Tabagismo no século XXI: problemas e consequências
Enviada em 05/10/2020
A partir do descobrimento do tabaco em 1520, por colonizadores espanhóis, alterou-se a utilização desse produto que era apenas de conhecimento indígena. No contexto atual, o tabaco adquiriu proporções alarmantes, sendo desfrutado majoritariamente para o consumo humano na forma de cigarros. Dessa forma, essa droga lícita acarreta em diversas problemáticas, afetando de maneira direta e indireta outros indivíduos. Assim, ocorre uma naturalização em relação ao tabagismo entre os jovens, além de tornar os fumantes mais suscetíveis ao Covid-19.
Mormente, é fulcral pontuar que é vivenciado um exponencial aumento no número de jovens fumantes no Brasil. Desse modo, existe uma influência direta dos responsáveis por esses adolescentes, uma vez que, acontece uma naturalização devido o uso frequente do tabaco por esses. Nesse sentido, segundo a revista “Adolescência e Saúde”, cerca de 15% à 40% dos usuários dessa droga são jovens e entre os adultos, 90% afirma ter começado antes dos 18 anos. Consequentemente, é notável o avanço na quantidade de jovens com câncer pulmonar decorrente do uso continuo do tabaco.

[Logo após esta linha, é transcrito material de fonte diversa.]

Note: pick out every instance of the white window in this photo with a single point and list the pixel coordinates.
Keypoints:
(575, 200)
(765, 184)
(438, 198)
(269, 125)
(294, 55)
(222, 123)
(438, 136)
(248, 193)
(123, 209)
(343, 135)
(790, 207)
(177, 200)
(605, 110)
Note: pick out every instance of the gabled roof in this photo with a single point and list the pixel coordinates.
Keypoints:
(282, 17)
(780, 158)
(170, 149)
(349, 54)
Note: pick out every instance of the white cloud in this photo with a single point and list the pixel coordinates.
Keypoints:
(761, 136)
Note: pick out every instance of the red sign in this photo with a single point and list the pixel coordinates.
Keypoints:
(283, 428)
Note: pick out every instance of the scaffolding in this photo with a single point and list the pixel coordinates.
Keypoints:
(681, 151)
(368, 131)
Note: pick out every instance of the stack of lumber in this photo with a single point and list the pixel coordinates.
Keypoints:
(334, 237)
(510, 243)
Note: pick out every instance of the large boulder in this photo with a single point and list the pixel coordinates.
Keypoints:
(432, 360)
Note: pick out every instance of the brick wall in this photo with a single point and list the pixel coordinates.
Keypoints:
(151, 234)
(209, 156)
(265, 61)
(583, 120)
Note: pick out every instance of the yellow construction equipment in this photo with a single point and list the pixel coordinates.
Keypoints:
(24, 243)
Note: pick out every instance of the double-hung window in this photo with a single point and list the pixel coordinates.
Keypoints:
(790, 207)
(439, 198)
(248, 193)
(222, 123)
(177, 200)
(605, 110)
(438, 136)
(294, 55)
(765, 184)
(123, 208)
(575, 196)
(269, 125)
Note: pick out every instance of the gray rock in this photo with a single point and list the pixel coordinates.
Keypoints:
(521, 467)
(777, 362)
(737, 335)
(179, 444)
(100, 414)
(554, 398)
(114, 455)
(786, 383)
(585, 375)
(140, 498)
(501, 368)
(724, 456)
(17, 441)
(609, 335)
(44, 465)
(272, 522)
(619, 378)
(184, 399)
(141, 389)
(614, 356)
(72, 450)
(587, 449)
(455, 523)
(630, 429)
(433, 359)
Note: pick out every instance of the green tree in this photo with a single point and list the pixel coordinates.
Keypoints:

Em segunda análise, é imprescindível ressaltar que o tabagismo está diretamente ligado com o crescimento no número de mortes por conta da pandemia do Covid-19. Assim, devido ao deplorável estado em que se encontram a maioria dos pulmões dos que usam o tabaco, é visível uma maior vulnerabilidade desses. Nesse sentido, informações compartilhadas pelo Instituto Nacional do Câncer confirmam que fumantes estão no grupo de risco, visto que, às milhares de substâncias tóxicas emitidas pelos cigarros prejudicam os pulmões. Por conseguinte, se não há o cumprimento das regras de segurança, haverá um elevado número de mortes de usuários de tabaco em decorrência do novo corona vírus.

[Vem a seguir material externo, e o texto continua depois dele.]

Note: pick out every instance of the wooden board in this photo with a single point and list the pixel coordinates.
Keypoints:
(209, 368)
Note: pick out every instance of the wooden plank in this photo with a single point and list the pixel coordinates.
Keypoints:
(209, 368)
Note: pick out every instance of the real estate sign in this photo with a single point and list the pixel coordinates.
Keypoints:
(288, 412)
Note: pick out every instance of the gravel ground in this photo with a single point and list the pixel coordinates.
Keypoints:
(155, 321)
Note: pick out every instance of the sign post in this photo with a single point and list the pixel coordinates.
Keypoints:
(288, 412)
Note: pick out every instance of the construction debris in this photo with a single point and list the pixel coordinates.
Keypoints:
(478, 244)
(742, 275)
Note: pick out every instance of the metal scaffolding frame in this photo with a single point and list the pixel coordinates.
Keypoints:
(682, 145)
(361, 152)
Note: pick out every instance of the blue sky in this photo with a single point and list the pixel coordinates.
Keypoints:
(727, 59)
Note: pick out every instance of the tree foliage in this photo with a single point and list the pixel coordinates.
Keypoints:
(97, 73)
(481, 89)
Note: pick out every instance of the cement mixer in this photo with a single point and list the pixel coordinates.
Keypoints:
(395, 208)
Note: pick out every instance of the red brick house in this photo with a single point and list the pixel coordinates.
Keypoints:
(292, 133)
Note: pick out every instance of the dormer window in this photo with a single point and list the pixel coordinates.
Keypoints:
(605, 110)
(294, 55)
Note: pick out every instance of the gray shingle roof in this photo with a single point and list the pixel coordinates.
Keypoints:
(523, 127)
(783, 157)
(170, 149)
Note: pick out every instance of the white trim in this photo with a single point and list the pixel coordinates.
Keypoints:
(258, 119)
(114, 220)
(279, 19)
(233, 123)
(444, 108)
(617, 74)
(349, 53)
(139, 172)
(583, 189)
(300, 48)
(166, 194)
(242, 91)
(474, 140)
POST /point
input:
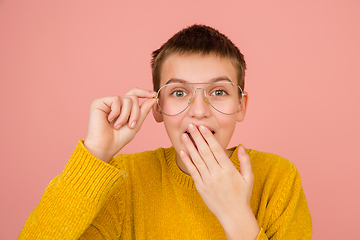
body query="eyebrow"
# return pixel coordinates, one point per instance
(216, 79)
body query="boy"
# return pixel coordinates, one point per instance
(198, 188)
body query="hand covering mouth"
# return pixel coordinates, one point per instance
(188, 133)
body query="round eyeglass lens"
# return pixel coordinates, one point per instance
(223, 96)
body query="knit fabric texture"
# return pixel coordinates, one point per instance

Em suma, é necessário desnaturar a relação dos jovens com o tabagismo e reduzir consideravelmente o uso do tabaco na pandemia para a resolução dos impasses citados anteriormente. Dessa maneira, é de responsabilidade do Ministério da Educação, instância responsável pela educação no Brasil, implantar juntamente com as escolas, aulas que sinalizem os riscos provenientes da utilização contínua do tabaco. Assim, por meio de plataformas digitais essas ações se tonarão mais eficazes, evitando o uso precoce dessa droga. Além disso, cabe ao Poder Legislativo, parte do governo responsável por criar leis, desenvolver uma lei que torne obrigatória a divulgação nas mídias sociais sobre a vulnerabilidade dos fumantes em relação a pandemia do novo corona vírus.